Deduping Messages in Kafka Streams the Right Way

Most examples I found out in the wild of how to deduplicate identical or unchanged messages, I’ve recently discovered, do it the wrong way. By wrong way I mean they used a groupByKey & aggregate to compare previous/current values and then filter out the unchanged values. This seemed like a creative way of leveraging the DSL functionality. The problem with this method, is because this wasn’t the intent of the Kafka Streams DSL’s groupBy & aggregate (which is performing aggregations), various features need to be turned off or worked around to prevent the ‘changed’ events being lost by the DSL’s optimisations.

The “right way” is a bit subjective, so to quell the inevitable quibbles, let’s settle for the “deduping messages in Kafka Streams: not the wrong way”.

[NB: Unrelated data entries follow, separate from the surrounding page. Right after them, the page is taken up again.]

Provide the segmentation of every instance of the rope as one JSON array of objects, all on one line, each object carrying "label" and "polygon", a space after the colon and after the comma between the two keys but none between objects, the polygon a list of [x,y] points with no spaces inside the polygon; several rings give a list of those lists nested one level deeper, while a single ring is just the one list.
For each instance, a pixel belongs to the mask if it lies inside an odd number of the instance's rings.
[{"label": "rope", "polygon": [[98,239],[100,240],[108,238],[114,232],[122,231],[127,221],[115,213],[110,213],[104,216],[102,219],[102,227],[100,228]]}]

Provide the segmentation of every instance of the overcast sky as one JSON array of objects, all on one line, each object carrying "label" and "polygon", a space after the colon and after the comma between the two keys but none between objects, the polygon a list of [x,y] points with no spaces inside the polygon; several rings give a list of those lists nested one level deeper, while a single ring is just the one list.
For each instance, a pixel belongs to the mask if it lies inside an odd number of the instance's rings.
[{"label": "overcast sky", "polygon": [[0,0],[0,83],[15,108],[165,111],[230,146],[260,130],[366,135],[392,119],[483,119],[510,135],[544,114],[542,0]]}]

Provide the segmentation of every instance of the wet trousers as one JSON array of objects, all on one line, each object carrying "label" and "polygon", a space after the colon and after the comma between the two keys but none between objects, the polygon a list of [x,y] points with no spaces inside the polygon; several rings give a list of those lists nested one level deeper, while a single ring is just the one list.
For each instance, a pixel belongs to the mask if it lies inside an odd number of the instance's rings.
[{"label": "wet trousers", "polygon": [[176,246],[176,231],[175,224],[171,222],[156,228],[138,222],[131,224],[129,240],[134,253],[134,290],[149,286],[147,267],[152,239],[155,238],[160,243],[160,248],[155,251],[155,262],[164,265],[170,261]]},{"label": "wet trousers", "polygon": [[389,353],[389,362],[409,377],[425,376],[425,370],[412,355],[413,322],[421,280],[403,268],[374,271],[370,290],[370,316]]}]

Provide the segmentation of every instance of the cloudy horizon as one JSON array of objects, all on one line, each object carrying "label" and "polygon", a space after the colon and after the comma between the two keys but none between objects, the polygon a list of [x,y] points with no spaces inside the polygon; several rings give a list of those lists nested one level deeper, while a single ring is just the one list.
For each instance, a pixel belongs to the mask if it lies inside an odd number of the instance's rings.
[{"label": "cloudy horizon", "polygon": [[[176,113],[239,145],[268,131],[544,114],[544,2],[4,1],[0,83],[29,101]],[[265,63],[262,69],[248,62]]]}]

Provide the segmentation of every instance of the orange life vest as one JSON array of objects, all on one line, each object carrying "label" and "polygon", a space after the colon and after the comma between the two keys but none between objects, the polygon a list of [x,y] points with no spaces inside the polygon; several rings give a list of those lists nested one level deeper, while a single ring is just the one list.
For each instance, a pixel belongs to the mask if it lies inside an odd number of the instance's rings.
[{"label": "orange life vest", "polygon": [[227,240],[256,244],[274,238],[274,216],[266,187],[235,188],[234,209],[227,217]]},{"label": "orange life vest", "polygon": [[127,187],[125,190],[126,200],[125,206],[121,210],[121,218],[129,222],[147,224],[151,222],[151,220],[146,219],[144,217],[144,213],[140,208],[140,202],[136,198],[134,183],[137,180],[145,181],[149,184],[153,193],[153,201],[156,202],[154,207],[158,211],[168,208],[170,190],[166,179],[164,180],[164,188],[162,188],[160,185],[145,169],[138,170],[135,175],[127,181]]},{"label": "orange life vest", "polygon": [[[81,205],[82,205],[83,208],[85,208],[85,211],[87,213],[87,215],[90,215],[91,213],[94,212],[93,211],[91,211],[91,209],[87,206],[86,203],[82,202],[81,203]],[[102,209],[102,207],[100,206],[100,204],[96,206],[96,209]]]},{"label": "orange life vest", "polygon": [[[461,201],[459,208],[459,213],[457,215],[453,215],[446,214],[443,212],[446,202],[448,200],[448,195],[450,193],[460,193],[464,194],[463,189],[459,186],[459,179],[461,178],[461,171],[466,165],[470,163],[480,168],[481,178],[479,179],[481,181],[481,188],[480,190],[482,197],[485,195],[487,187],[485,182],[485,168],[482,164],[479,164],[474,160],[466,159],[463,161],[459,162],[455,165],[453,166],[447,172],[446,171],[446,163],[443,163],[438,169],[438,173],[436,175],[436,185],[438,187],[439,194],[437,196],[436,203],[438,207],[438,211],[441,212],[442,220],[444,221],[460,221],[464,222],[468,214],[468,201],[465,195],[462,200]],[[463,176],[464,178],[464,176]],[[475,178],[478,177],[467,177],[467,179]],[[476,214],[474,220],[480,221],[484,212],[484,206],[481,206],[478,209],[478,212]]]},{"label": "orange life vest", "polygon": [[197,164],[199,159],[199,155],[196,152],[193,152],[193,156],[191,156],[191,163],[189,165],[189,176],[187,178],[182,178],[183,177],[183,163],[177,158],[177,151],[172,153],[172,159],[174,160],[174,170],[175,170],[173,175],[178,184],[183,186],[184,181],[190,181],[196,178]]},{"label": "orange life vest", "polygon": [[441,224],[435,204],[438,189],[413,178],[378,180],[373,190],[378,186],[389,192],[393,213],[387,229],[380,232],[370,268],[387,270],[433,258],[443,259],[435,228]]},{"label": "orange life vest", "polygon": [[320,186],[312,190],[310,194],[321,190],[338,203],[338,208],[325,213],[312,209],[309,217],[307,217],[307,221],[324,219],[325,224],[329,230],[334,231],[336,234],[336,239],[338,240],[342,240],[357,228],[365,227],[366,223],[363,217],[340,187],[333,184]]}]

The streams DSL, performs optimisations on aggregations by caching the output before sending downstream and also caching it before writing to the state store and the changelog topic it’s persisted to. Effectively doing the same as log compacting client side – before being written to any topic. The common de-dupe solution goes thus:

  1. group the stream by the key
  2. aggregate with an initial value of an empty wrapper (used to flag the returned value as changed or not)
  3. when the first value is received return something like new Pair(value, true)
  4. when the next value is received compare the previous response (previousPair.first) with newValue,
    • If you determine it hasn’t changed return
          new Pair(previousPair.first, false)  
    • If it has change return
          new Pair(newValue, true)
  5. The next step in the chain is to filter out unchanged values:
    var filtered = stream.filter(pair –> pair.second);

The Aggregate & Filter Implementation

The code roughly looks like:

builder.stream("my-input-topic")
	.groupByKey()
	.aggregate(
		() -> Pair.of(null, false),
		(key, newValue, aggregate) -> {
			if (aggregate.getLeft() != null && aggregate.getLeft().equals(newValue))
				return Pair.of(newValue, true);
			else
				return Pair.of(aggregate.getLeft(), false);
		})
	.filter(Pair::getRight) // only allow true === changed values
	.map(Pair::getLeft) // unwrap the value
	.to("my-output-topic");

The problem with this solution is the record caching. If you receive the following events: “A”, then a long enough gap then “B” followed by “B” within the commit interval and within the buffer limit, then record caching would turn the output of the aggregator:

  1. Pair(“A”, true)
  2. Pair(“B”, true)
  3. Pair(“B”, false) 

into this, which gets passed onto the filter:

  1. Pair(“A”, true)
  2. Pair(“B”, false) 

As it caches the output of the aggregation, combine results #2 & #3 into the last event received which is #3. This makes sense if your doing a max, min or sum aggregation because what you care about is the most recent total at this moment in time, not the intermediate values (in most cases that is). To turn of the record caching and get the aggregator to behave how the implementation expected you can set the following properties on the Kafka Streams instance:

Aggregate & Filter Workaround

var topologyProps = new Properties();
topologyProps.put(StreamsConfig.COMMIT_INTERVAL_MS_CONFIG, 1);
topologyProps.put(StreamsConfig.CACHE_MAX_BYTES_BUFFERING_CONFIG, 1);
var streams = new KafkaStreams(topology, topologyProps);

But these settings are global so apply to all DSL topologies, turning off any optimising that can be gained elsewhere in your streams application.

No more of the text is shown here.